The stale leader problem

A leader cut off by a partition may not know it was replaced — and keeps writing as if nothing changed.

The idea

In a replicated system, one node is elected leader and accepts all writes; the others follow. A network partition can isolate that leader while the rest of the cluster, no longer hearing from it, elects a new one.

If the old leader keeps accepting writes — not knowing it lost its job — you have two leaders at once. That is split-brain, and its writes will be lost or conflict.

The fix is fencing: every period of leadership carries a monotonically increasing epoch (term) number. Downstream storage and followers remember the highest epoch they have seen and reject any write stamped with a lower one.

See it work

Healthy cluster. Press play, or step through it.

How it works

Consensus protocols such as Raft and Paxos attach a number to every period of leadership — Raft calls it a term, Paxos a ballot, others an epoch. The number only ever increases. To win an election a candidate must gather votes from a majority (a quorum), and the new leader's term is strictly higher than the old one's. A node stuck on the minority side of a partition can never collect a majority, so it can never legitimately advance.
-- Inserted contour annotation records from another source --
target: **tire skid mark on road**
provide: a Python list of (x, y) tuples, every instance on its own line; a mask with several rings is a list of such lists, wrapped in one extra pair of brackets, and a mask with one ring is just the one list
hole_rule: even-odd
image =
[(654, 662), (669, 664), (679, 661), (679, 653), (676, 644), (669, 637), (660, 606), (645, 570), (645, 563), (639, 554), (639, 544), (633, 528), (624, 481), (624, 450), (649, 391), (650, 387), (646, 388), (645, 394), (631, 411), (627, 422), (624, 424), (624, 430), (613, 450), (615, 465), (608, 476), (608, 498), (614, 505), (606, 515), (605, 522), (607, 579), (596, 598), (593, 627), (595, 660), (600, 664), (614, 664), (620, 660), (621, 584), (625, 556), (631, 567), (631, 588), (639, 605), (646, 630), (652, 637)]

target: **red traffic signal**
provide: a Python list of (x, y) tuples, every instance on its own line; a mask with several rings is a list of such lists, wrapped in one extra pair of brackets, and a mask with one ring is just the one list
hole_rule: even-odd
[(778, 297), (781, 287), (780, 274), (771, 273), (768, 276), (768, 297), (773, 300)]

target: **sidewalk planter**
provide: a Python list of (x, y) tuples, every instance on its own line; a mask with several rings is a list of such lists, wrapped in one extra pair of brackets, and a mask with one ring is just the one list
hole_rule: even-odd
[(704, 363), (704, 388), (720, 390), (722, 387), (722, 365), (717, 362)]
That number becomes a fencing token. Lock services like Google's Chubby and Apache ZooKeeper hand out a monotonically increasing token with each lease or lock grant. The protected resource — storage, a database, a file — remembers the highest token it has honoured and refuses anything older. The old leader can try to write, but its token is stale, so the write bounces.

def on_write(write, state):
    # state.maxEpoch = highest epoch storage has ever accepted
    if write.epoch < state.maxEpoch:
        return REJECT  # fenced: a newer leader exists
    state.maxEpoch = max(state.maxEpoch, write.epoch)
    apply(write)
    return ACCEPT

The token must cross the trust boundary: it travels with the write all the way to the storage layer, which is the one component that enforces it. The leader does not get to vouch for itself.

Cost / trade-offs

What you pay	Why
Detection lag	A new leader can't be elected until the old lease times out. Longer leases mean fewer false failovers but a longer split-brain window before fencing kicks in.
Cooperating storage	Fencing only works if the downstream resource carries a monotonic token and actually checks it. You can't bolt it onto a system that ignores epochs.
Minority unavailability	Requiring a majority quorum means the minority side of a partition can't make progress. This is the CAP choice: keep consistency, give up availability there.
Extra round trips	Heartbeats and lease renewals add steady background traffic and a small latency floor on writes that revalidate leadership.

Watch out for

Heartbeats alone are not enough. A missed heartbeat tells you the leader might be gone, not that it stopped writing. Without a fencing token the old leader can keep going.
GC pauses and long stalls. A live leader frozen by a multi-second garbage-collection pause looks dead, gets replaced, then wakes up and writes with a now-expired lease. This is the classic scenario fencing exists to defeat.
Clock-based leases drift. Leases that assume synchronised clocks break under skew — one node thinks its lease is valid while the cluster has already moved on. Prefer a logical epoch over wall-clock trust.
A token nobody checks does nothing. The downstream resource must enforce the token. If storage accepts whatever arrives, the fence is decorative.
Idempotency is not fencing. Last-writer-wins and idempotent retries dedupe repeats; they don't stop a stale leader from clobbering a newer leader's data. Only an epoch comparison does.

Worked example

A lock service grants client A a lease on a shared file, with fencing token 33. A starts a long write but pauses on a garbage-collection stall. While A is frozen, the lease expires; the service grants client B the lease with the next token, 34. B writes successfully — storage records maxEpoch = 34.

Now A wakes up, still believing it holds the lock, and sends its write stamped with token 33. Storage compares: 33 < 34, so it rejects the write. A learns it was fenced. No corruption, no lost B-write, no split-brain — even though both clients briefly thought they were the leader.

Check yourself

1. A leader misses several heartbeats, so the cluster elects a new one. The old leader's network recovers and it immediately accepts a client write. What actually stops that write from corrupting data?

2. Your storage layer happily accepts every write that reaches it and never inspects the epoch token. What does fencing buy you?